Physical constraints and functional plasticity of cellulases.

作者信息

Kari Jeppe, Molina Gustavo A, Schaller Kay S, Schiano-di-Cola Corinna, Christensen Stefan J, Badino Silke F, Sørensen Trine H, Røjel Nanna S, Keller Malene B, Sørensen Nanna Rolsted, Kolaczkowski Bartlomiej, Olsen Johan P, Krogh Kristian B R M, Jensen Kenneth, Cavaleiro Ana M, Peters Günther H J, Spodsberg Nikolaj, Borch Kim, Westh Peter

机构信息

Department of Biotechnology and Biomedicine, Technical University of Denmark, Kongens Lyngby, Denmark.

Novozymes A/S, Bagsværd, Denmark.

出版信息

Nat Commun. 2021 Jun 22;12(1):3847. doi: 10.1038/s41467-021-24075-y.

Abstract

Enzyme reactions, both in Nature and technical applications, commonly occur at the interface of immiscible phases. Nevertheless, stringent descriptions of interfacial enzyme catalysis remain sparse, and this is partly due to a shortage of coherent experimental data to guide and assess such work. In this work, we produced and kinetically characterized 83 cellulases, which revealed a conspicuous linear free energy relationship (LFER) between the substrate binding strength and the activation barrier. The scaling occurred despite the investigated enzymes being structurally and mechanistically diverse. We suggest that the scaling reflects basic physical restrictions of the hydrolytic process and that evolutionary selection has condensed cellulase phenotypes near the line. One consequence of the LFER is that the activity of a cellulase can be estimated from its substrate binding strength, irrespectively of structural and mechanistic details, and this appears promising for in silico selection and design within this industrially important group of enzymes.

摘要

在自然界和技术应用中,酶促反应通常发生在互不相溶的相界面处。

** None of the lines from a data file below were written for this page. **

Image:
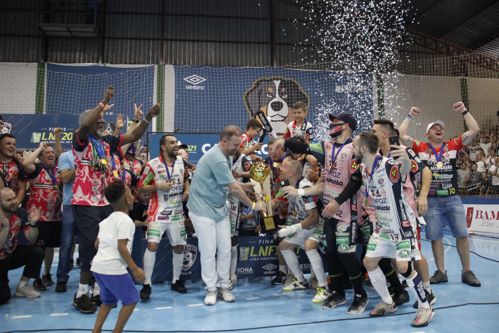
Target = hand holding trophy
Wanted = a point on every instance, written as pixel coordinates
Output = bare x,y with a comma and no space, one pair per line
260,175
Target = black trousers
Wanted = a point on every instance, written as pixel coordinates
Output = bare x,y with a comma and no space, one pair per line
31,257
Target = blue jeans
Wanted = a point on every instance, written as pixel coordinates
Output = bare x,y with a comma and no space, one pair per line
445,210
67,241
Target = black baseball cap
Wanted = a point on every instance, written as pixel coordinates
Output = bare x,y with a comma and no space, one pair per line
345,117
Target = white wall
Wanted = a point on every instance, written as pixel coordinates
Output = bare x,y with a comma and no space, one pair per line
18,87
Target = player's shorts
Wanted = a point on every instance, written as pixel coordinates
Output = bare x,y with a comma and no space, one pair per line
177,235
403,250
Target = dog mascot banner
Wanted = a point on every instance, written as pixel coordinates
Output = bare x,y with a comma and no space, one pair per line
207,98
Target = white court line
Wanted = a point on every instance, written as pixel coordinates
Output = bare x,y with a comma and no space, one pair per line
194,305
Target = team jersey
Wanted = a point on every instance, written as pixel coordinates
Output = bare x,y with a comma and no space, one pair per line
46,194
298,206
413,182
17,222
395,219
337,174
165,206
91,179
442,163
305,130
11,172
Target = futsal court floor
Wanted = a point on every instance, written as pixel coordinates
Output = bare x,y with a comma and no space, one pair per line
262,307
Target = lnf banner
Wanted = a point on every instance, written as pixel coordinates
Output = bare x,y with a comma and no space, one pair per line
257,258
197,144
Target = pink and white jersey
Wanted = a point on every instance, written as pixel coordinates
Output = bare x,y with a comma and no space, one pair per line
337,175
45,194
395,219
305,130
90,181
165,206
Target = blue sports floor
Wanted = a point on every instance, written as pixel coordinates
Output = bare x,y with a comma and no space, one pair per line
261,307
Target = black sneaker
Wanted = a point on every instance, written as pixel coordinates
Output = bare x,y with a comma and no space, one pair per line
179,287
84,304
47,280
38,285
400,297
358,305
430,297
145,293
279,278
96,300
439,277
334,300
61,287
470,279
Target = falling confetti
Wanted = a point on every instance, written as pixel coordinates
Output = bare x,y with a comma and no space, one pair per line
357,41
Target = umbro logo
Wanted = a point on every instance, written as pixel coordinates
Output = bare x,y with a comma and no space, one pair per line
194,79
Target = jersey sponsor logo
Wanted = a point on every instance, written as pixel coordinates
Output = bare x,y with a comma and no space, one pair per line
394,174
414,166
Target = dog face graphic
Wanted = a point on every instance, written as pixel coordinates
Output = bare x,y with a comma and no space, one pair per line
274,97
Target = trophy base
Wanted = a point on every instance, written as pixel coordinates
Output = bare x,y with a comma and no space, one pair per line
268,224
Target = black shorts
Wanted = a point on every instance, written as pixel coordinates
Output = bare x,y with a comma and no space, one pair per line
49,234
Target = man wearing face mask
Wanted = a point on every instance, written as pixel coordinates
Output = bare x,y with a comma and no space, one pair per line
340,227
95,167
444,203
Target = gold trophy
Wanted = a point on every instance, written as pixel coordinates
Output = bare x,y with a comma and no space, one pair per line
260,175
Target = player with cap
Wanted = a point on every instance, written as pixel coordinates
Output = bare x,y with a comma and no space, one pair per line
444,203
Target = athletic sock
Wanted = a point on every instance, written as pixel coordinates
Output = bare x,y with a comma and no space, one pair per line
233,260
149,260
82,290
316,262
293,265
378,281
416,286
177,262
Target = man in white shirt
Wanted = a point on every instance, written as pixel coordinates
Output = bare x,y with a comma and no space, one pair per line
114,245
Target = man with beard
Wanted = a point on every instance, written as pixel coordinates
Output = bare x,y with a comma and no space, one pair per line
163,178
95,167
45,195
393,233
341,224
444,204
11,171
209,212
14,220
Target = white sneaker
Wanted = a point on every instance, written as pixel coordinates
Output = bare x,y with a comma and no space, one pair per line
211,297
320,295
227,296
27,291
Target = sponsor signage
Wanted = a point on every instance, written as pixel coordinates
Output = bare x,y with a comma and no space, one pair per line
482,218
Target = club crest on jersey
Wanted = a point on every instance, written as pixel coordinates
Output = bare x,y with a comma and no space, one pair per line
394,174
355,166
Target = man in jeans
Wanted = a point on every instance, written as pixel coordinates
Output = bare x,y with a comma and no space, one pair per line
66,174
14,220
444,203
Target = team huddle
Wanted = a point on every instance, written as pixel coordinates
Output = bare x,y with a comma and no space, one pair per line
362,199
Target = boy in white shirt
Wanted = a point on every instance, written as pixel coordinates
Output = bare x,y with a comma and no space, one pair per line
114,244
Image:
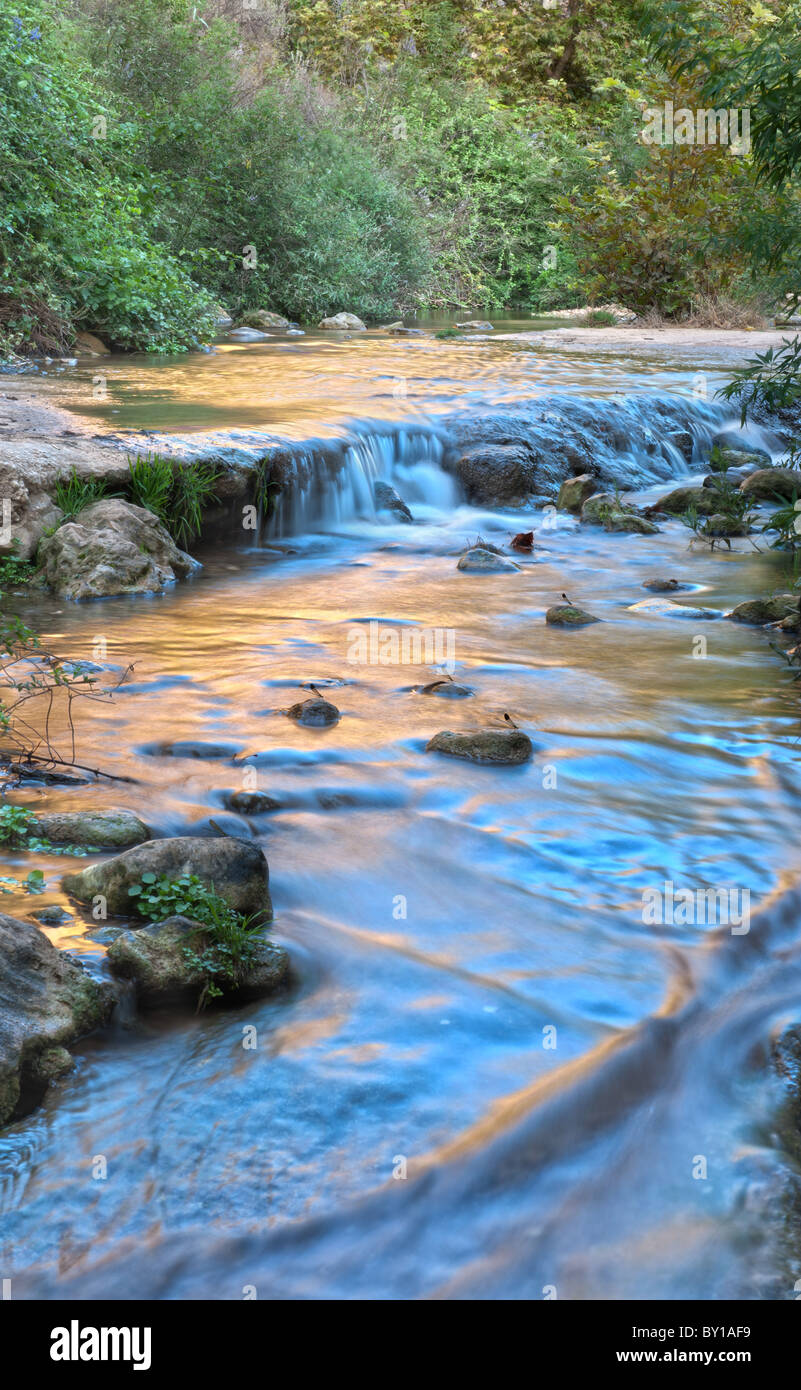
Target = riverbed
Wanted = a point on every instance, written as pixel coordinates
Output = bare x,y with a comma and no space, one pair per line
492,1076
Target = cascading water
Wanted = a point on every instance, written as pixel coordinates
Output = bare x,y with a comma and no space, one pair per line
419,1034
626,444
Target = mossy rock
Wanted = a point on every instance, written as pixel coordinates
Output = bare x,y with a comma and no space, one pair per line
95,829
758,612
155,959
566,615
235,869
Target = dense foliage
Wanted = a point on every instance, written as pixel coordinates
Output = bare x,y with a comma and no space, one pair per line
309,156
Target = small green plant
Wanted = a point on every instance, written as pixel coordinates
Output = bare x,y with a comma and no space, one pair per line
598,319
13,570
175,492
225,941
15,824
18,829
150,483
34,883
73,494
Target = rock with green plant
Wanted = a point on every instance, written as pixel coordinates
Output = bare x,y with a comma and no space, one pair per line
262,319
575,492
235,869
193,959
47,1001
772,485
608,509
93,829
758,612
480,560
726,456
111,546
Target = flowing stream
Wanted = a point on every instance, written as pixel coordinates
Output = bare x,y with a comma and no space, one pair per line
479,1002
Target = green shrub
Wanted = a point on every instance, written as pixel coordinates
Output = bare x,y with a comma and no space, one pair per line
225,943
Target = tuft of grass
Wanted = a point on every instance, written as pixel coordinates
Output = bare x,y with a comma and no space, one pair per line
73,494
175,492
225,943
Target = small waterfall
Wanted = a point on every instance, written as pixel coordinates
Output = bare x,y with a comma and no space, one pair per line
625,442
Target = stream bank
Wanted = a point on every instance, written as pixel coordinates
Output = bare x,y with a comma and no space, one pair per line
445,920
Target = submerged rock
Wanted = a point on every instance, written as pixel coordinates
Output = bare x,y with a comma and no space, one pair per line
52,916
722,527
566,615
251,802
704,501
111,546
722,459
32,514
445,687
575,491
484,745
665,608
46,1002
235,869
248,335
665,585
193,748
314,713
155,958
498,474
765,610
98,829
387,499
772,485
263,319
338,321
487,562
608,510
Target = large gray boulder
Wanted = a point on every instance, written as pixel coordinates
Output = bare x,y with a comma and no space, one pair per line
46,1002
388,499
111,546
480,560
704,501
96,829
156,958
484,745
235,869
758,612
498,474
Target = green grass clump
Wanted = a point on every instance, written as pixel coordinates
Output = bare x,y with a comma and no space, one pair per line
225,943
175,492
73,494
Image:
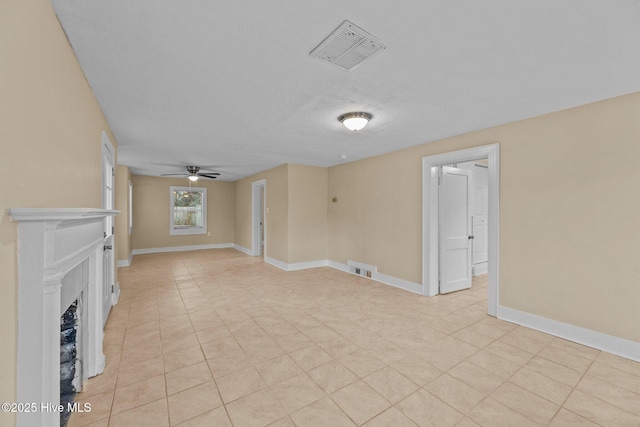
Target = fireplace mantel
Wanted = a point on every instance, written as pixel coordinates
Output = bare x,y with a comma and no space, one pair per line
51,243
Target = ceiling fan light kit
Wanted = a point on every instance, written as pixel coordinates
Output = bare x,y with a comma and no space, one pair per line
193,174
355,121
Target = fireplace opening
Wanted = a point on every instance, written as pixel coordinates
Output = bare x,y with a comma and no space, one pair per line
70,360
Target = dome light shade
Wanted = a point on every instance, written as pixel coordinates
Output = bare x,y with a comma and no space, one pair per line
355,121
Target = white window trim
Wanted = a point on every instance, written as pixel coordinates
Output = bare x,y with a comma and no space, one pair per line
183,231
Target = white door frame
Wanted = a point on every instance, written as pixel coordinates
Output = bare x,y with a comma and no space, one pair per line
430,247
256,216
108,155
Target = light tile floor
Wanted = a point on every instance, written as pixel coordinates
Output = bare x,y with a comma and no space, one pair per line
217,338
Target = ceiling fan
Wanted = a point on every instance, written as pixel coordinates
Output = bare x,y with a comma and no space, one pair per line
193,173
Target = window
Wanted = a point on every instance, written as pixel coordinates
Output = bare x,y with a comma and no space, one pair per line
188,210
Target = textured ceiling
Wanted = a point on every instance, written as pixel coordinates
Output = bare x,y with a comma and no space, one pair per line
230,85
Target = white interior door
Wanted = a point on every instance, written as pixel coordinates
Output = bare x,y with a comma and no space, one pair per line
108,266
455,229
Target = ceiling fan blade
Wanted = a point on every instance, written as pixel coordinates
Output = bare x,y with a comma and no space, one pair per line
209,175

然而,对界面酶催化的严格描述仍然很少,部分原因是缺乏连贯的实验数据来指导和评估此类工作。在这项研究中,我们制备了83种纤维素酶并对其进行了动力学表征,结果揭示了底物结合强度与活化能垒之间存在明显的线性自由能关系(LFER)。尽管所研究的酶在结构和机制上存在差异,但这种标度关系依然存在。我们认为,这种标度反映了水解过程的基本物理限制,并且进化选择使纤维素酶表型在这条线附近聚集。LFER的一个结果是,可以根据纤维素酶的底物结合强度来估计其活性,而无需考虑结构和机制细节,这对于在这一具有重要工业意义的酶类中进行计算机筛选和设计似乎很有前景。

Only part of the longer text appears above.